In one of the final actions of the war, Kentucky militia was badly beaten at the Battle of Blue Licks in August 1782. As the senior military officer in the region, Clark was criticized for the defeat despite the fact he had not been present at the battle. Again retaliating, Clark attacked the Shawnee along the Great Miami River and won the Battle of Piqua. With the end of the war, Clark was appointed superintendent-surveyor and charged with surveying land grants given to Virginian veterans. He also worked to help negotiate the Treaties of Fort McIntosh (1785) and Finney (1786) with the tribes north of the Ohio River.
Despite these diplomatic efforts, tensions between the settlers and Native Americans in the region continued to escalate leading to the Northwest Indian War. Tasked with leading an force of 1,200 men against the Native Americans in 1786, Clark had to abandon the effort due to a shortage of supplies and the mutiny of 300 men. In the wake of this failed effort, rumors circulated that Clark had been drinking heavily during the campaign. Incensed, he demanded that an official inquiry be made to repudiate these rumors. This request was declined by the Virginia government and he was instead rebuked for his actions.

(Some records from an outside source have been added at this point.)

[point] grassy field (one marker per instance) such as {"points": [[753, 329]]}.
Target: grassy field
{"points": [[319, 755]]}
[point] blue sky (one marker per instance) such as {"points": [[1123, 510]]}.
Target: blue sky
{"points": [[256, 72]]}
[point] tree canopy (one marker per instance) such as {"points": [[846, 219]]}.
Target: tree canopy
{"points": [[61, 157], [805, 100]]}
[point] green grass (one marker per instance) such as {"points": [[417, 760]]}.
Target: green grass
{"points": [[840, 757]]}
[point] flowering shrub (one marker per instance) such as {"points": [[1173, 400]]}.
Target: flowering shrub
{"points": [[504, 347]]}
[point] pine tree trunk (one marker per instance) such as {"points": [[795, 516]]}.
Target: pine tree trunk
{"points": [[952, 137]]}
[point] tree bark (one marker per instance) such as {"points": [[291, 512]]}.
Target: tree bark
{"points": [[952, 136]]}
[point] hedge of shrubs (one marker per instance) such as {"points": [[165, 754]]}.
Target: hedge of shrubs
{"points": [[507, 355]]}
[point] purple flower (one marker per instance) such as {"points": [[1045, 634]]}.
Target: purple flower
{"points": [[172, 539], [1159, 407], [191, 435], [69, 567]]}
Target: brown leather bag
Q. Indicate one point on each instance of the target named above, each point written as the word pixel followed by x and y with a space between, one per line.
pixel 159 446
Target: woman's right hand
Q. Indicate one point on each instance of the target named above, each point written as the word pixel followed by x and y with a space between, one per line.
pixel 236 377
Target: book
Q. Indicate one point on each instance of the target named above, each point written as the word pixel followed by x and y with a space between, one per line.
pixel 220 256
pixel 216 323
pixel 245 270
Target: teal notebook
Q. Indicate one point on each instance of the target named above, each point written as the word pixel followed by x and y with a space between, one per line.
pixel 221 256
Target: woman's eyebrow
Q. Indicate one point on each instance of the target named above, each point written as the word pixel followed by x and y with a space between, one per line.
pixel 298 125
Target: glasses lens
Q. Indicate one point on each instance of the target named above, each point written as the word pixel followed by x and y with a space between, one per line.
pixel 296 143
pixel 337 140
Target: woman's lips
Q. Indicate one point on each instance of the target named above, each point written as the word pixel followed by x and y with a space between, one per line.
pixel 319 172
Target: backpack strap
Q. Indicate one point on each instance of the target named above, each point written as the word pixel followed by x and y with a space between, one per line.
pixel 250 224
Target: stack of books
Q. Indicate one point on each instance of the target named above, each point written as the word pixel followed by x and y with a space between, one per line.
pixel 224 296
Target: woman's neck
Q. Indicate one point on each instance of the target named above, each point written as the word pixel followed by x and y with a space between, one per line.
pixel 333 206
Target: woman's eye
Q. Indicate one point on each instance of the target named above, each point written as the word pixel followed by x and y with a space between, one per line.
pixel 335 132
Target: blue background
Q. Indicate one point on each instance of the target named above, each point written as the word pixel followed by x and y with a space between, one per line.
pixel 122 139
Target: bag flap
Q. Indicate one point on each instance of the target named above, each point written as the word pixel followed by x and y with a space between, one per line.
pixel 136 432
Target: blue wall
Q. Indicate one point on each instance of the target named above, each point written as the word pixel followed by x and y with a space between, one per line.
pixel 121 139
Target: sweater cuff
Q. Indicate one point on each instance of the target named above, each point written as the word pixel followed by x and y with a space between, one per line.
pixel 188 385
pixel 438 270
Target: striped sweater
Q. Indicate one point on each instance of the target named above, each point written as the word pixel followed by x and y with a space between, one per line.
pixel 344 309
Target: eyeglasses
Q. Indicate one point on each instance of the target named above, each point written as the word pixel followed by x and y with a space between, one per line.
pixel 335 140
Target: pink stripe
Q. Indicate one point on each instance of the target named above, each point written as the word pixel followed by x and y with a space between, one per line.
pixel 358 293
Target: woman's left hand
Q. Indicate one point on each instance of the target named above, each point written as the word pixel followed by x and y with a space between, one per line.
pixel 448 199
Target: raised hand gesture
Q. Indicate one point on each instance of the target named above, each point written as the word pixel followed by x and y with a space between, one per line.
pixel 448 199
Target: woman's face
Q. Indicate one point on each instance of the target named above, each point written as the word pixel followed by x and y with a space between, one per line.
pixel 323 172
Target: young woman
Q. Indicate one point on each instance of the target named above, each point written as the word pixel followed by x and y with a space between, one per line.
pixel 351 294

Departing Kentucky, Clark settled in Indiana near present-day Clarksville. Following his move, he was plagued by financial difficulties as he had financed many of his military campaigns with loans. Though he sought reimbursement from Virginia and the federal government, his claims were declined because insufficient records existed to substantiate his claims. For his wartime services Clark had been awarded large land grants, many of which he was ultimately forced to transfer to family and friends to prevent seizure by his creditors.

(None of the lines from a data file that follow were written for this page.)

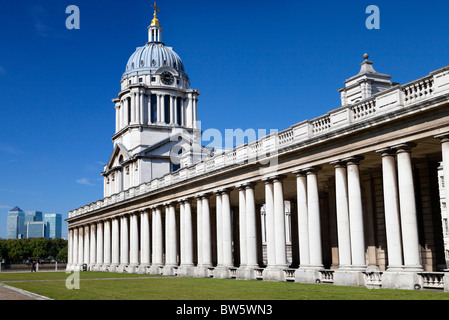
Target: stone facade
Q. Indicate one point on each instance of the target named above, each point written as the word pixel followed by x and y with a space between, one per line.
pixel 362 189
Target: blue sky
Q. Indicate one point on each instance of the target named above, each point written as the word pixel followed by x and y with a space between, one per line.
pixel 259 64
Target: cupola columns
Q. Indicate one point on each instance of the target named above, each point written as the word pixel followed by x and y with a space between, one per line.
pixel 155 30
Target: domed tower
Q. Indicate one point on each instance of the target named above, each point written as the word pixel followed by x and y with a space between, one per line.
pixel 155 109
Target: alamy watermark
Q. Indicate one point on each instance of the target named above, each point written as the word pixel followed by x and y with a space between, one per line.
pixel 237 146
pixel 373 20
pixel 73 280
pixel 73 20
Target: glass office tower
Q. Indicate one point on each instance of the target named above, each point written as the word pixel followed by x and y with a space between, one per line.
pixel 15 224
pixel 54 225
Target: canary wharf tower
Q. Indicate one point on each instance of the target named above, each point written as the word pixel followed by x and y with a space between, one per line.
pixel 154 109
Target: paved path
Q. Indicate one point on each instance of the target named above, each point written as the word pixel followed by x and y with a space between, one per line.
pixel 11 293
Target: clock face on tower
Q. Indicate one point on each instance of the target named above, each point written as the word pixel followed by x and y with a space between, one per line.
pixel 167 78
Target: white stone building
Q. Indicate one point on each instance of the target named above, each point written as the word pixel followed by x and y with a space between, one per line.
pixel 360 184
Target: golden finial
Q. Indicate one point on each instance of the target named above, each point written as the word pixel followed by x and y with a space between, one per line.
pixel 155 21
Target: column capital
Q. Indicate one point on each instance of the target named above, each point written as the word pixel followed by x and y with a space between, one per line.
pixel 312 170
pixel 354 160
pixel 271 179
pixel 338 163
pixel 169 204
pixel 404 147
pixel 300 172
pixel 205 195
pixel 386 151
pixel 444 137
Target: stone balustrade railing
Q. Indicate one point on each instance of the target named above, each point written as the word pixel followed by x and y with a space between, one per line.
pixel 386 102
pixel 432 280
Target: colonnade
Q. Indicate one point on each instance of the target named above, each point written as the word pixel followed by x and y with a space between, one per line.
pixel 117 244
pixel 144 107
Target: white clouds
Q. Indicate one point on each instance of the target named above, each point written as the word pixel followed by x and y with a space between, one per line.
pixel 84 181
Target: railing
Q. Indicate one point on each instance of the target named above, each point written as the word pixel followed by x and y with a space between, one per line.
pixel 432 280
pixel 373 278
pixel 289 274
pixel 387 101
pixel 327 276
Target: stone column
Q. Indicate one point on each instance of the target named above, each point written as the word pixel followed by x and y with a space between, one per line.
pixel 341 197
pixel 75 248
pixel 106 244
pixel 100 245
pixel 219 227
pixel 269 212
pixel 313 209
pixel 162 108
pixel 86 245
pixel 134 243
pixel 303 219
pixel 124 243
pixel 145 240
pixel 188 234
pixel 391 204
pixel 170 239
pixel 199 228
pixel 242 226
pixel 93 246
pixel 407 204
pixel 172 110
pixel 227 229
pixel 279 222
pixel 251 227
pixel 115 244
pixel 206 232
pixel 157 261
pixel 70 250
pixel 358 255
pixel 159 108
pixel 80 246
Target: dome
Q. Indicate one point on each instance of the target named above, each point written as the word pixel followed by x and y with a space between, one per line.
pixel 149 58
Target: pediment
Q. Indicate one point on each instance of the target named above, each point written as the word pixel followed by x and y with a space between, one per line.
pixel 119 155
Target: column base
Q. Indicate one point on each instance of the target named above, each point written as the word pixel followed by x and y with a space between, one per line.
pixel 246 273
pixel 307 275
pixel 350 277
pixel 186 271
pixel 274 274
pixel 222 272
pixel 132 268
pixel 114 267
pixel 122 268
pixel 401 280
pixel 156 269
pixel 169 270
pixel 105 267
pixel 143 268
pixel 203 272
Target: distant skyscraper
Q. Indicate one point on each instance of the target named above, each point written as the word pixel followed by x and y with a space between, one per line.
pixel 15 223
pixel 36 229
pixel 54 225
pixel 31 216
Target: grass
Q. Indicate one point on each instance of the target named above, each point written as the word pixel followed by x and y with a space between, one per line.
pixel 168 288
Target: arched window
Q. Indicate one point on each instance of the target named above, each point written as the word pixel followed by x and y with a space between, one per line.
pixel 167 109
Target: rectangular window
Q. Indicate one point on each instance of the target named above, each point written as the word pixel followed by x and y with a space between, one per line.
pixel 153 108
pixel 167 109
pixel 178 111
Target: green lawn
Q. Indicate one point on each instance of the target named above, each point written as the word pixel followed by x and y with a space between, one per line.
pixel 168 288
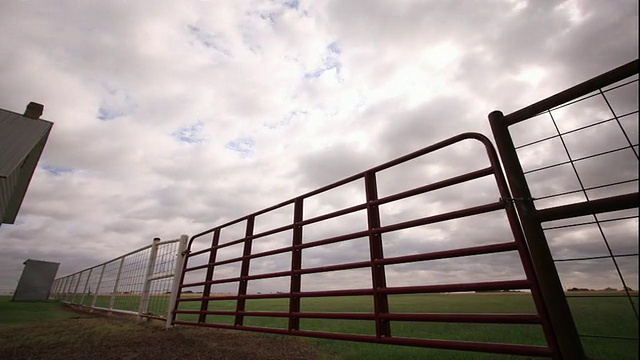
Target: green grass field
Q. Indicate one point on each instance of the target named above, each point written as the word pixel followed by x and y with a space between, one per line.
pixel 600 315
pixel 603 316
pixel 17 313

With few remaining options, Clark offered his services to Edmond-Charles Genêt, the ambassador of revolutionary France, in February 1793. Appointed a major general by Genêt, he was ordered to form an expedition for drive the Spanish from the Mississippi Valley. After personally financing the expedition's supplies, Clark was forced to abandon the effort in 1794 when President George Washington forbade American citizens from violating the nation's neutrality. Aware of Clark's plans, he threatened to dispatch US troops under Major General Anthony Wayne to block it. With little choice but to abandon the mission, Clark returned to Indiana where his creditors deprived him of all but a small plot of land.

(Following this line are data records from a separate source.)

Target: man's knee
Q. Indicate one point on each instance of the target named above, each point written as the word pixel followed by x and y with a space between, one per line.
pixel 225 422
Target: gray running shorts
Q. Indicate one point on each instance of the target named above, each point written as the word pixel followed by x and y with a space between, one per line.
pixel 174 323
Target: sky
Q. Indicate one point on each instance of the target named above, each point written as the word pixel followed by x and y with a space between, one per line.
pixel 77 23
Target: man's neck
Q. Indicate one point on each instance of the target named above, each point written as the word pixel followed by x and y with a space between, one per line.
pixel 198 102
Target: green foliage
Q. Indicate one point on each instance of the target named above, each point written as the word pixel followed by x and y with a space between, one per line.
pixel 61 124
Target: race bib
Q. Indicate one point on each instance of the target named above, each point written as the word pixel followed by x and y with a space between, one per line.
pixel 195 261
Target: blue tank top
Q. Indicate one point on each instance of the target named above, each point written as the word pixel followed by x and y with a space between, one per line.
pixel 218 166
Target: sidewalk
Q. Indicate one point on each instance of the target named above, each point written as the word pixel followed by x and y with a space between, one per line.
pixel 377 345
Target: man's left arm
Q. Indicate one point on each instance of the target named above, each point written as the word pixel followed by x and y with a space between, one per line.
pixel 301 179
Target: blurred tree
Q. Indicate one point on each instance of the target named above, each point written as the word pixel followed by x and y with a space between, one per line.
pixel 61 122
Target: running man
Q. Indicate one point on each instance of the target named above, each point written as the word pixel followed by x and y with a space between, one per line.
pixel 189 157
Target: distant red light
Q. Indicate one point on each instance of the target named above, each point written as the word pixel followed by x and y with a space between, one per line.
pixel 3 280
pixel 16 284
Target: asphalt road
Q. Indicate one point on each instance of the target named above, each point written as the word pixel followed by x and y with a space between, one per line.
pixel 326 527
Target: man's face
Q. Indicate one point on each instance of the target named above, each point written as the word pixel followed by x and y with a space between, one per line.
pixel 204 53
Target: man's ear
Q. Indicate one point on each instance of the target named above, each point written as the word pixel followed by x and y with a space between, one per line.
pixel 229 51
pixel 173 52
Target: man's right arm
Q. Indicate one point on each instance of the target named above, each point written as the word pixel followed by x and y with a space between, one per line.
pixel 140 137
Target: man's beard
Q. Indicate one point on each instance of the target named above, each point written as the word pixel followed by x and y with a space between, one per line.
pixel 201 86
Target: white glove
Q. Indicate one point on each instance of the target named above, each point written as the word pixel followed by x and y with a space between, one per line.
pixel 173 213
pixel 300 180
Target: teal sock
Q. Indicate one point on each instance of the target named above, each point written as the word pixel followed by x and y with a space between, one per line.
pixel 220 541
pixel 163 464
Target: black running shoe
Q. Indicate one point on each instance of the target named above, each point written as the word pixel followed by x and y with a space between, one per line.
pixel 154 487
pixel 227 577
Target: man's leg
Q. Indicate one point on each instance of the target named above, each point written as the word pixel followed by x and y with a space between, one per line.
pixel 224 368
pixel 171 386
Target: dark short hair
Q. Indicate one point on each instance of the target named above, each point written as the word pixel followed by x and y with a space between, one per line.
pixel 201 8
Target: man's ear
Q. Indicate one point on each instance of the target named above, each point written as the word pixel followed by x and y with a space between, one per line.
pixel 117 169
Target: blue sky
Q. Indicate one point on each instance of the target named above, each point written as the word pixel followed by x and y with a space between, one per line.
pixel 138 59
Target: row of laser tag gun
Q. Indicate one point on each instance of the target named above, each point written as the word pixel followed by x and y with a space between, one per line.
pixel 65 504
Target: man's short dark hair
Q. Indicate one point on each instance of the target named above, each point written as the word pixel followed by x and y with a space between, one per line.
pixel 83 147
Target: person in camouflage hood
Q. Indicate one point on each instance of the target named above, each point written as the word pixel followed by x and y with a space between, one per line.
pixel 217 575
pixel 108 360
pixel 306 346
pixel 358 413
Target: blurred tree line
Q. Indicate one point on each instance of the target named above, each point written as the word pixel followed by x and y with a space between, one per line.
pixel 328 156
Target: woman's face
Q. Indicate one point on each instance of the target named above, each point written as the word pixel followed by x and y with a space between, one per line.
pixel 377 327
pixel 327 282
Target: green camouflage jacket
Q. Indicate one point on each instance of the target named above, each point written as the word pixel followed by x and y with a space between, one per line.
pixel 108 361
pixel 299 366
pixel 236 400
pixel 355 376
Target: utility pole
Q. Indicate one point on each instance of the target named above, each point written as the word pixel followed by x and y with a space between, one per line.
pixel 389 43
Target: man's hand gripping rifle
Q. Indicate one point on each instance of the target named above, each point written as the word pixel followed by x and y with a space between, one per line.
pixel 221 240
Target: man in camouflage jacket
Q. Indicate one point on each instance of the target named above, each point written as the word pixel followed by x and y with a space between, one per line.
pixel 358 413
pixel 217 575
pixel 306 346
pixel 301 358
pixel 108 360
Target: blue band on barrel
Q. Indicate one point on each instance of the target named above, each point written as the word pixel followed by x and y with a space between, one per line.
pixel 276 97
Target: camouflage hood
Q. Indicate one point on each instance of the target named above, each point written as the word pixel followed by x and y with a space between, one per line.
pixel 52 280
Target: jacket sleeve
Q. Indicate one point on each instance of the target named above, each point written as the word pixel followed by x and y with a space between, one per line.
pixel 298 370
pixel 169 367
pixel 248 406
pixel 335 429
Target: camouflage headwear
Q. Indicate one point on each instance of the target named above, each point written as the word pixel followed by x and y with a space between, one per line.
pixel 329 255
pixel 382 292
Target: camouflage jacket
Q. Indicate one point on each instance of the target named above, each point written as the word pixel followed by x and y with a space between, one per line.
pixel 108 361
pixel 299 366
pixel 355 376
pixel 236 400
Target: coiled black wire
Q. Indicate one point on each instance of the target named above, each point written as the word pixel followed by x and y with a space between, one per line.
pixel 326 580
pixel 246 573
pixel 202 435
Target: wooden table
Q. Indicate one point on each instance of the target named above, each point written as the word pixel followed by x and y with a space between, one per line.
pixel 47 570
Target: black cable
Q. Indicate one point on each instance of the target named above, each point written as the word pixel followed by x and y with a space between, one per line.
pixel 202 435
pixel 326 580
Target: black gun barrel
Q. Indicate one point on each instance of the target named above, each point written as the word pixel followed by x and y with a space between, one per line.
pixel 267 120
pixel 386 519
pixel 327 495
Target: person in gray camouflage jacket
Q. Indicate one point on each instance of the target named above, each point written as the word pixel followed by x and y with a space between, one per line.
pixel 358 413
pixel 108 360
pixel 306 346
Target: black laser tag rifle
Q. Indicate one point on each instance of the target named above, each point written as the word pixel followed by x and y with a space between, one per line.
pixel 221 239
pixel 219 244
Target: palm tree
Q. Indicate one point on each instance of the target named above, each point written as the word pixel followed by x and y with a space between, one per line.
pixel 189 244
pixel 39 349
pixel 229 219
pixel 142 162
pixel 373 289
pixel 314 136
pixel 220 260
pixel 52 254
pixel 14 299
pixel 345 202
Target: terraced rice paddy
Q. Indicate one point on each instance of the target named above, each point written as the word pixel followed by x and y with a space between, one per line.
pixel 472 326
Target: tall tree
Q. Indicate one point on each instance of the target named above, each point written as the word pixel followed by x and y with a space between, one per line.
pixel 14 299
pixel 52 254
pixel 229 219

For remainder of his life, Clark spent much of his time operating a gristmill. Suffering a severe stroke in 1809, he fell into a fire and badly burned his leg necessitating its amputation. Unable to care for himself, he moved in with his brother-in-law, Major William Croghan, who was a planter near Louisville, KY. In 1812, Virginia finally recognized Clark's services during the war and granted him a pension and ceremonial sword. On February 13, 1818, Clark suffered another stroke and died. Initially buried at Locus Grove Cemetery, Clark's body and those of his family were moved to Cave Hill Cemetery in Louisville in 1869.